First trained-agent at Workloft

We taught a small open-source model to do one of Walt's daily jobs as well as Gemini Flash does it now, and parked it on the VPS. Free at inference, no data leaves the box, and on the full 212-row holdout it beat gpt-4o-mini on every metric we measure. Walt was build one of probably six to eight.

What we did

Walt (background bulk processing) scores ~150 posts a day across four feeds (daily.dev, Hacker News, HuggingFace papers, r/LocalLLaMA) and files the strongest as Loop research candidates. Until today every score was a Gemini Flash API call. Today we replaced that call with a model we trained ourselves.

The pipeline: 2,123 cleaned (post, scored) pairs from Walt's cached output → Together.ai LoRA fine-tune of Qwen 2.5 7B (one epoch, about eight minutes, four dollars) → adapter download → llama.cpp convert_lora_to_gguf → fused onto the q4_K_M base in Ollama as walt-classifier:v1. Ruby (our model router) got a new walt_classify category that picks the local model first with Gemini Flash as fallback. All four Walt score scripts now route through it. Live from tomorrow's 08:10 UTC daily.dev run.

Numbers

Evaluated on the full 212-row holdout sample (held out from training, no leakage). Same scoring rubric used in baseline.

JSON-valid output: 99.5% (vs 100% gpt-4o-mini)
Score MAE: 2.00 (vs 2.88 baseline). Lower better.
Score-bucket ≥6 agreement: 82.5% (vs 68%)
Axis agreement: 64.6% (vs 60%)
Buildable agreement: 77.8% (vs 48%)

One epoch on 1,911 training pairs beat gpt-4o-mini on four of five metrics. The literature says ~3 epochs minimum. Walt's labels are consistent enough that one epoch was sufficient to lock the pattern in.

Why it was worth doing

Three things this changes in the stack.

Cost on a recurring job goes to zero. Walt was already our cheapest possible target (Flash bills pennies). It still wins. Anything heavier we route through Ruby, the maths only gets better. The always-on Together endpoint would have cost ~$9,344 a year. Serving via Ollama on the VPS we already pay for is zero.

Sovereignty stops being a slide. When we tell a council "your data stays in the UK", the classifier deciding what gets attention now actually runs in the UK, on hardware we own. Today the Fable 5 export-control ban made that move from nice-to-have to load-bearing for any sovereign client.

House taste becomes IP, not config. Workloft's rubric for "is this research worth filing" used to live in a prompt file anyone could read on GitHub. After today it lives in weights only we hold. Other shops can copy our prompts; they cannot copy our trained models.

What's still off

One row in 212 produced unparseable JSON (the FP16 baseline gets all 212). The 50-row sub-sample we ran first showed axis classification regressing from 64% to 58% on the quantised base; the full 212-row sample brought it back to 64.6%. Lesson logged: do not call verdicts on 50 rows.
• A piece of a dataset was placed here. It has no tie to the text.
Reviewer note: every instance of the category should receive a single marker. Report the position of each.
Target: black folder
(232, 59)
Training labels are themselves Gemini Flash outputs, so what we distilled is "Flash with Workloft's rubric baked in", not human-grade ground truth. Good enough for filing research candidates. For client work we want a human-graded eval set first.

What's now in the stack

walt-classifier:v1 Ollama model (323MB FP16 LoRA fused onto Qwen 2.5 7B q4_K_M).
walt_classify category in Ruby's models.yaml with Flash fallback.
Reusable six-script pipeline at /home/workloft/distill/: survey.py, extract.py, submit_together.py, poll_job.py, eval_baseline.py, eval_finetuned.py.
Forward trace collector (WORKLOFT_TRACE_COLLECT=1) on all four Walt crons, accumulating real prod traces for v2 from today.

The pipeline applies to any agent with an audit log. Vera's reviewer panel, Loop Autopilot's hook writer, Maggie's outbound classifier and Steph's chatbot voice are queued behind it. Five dollars and half a day each. Walt was build one of probably six to eight.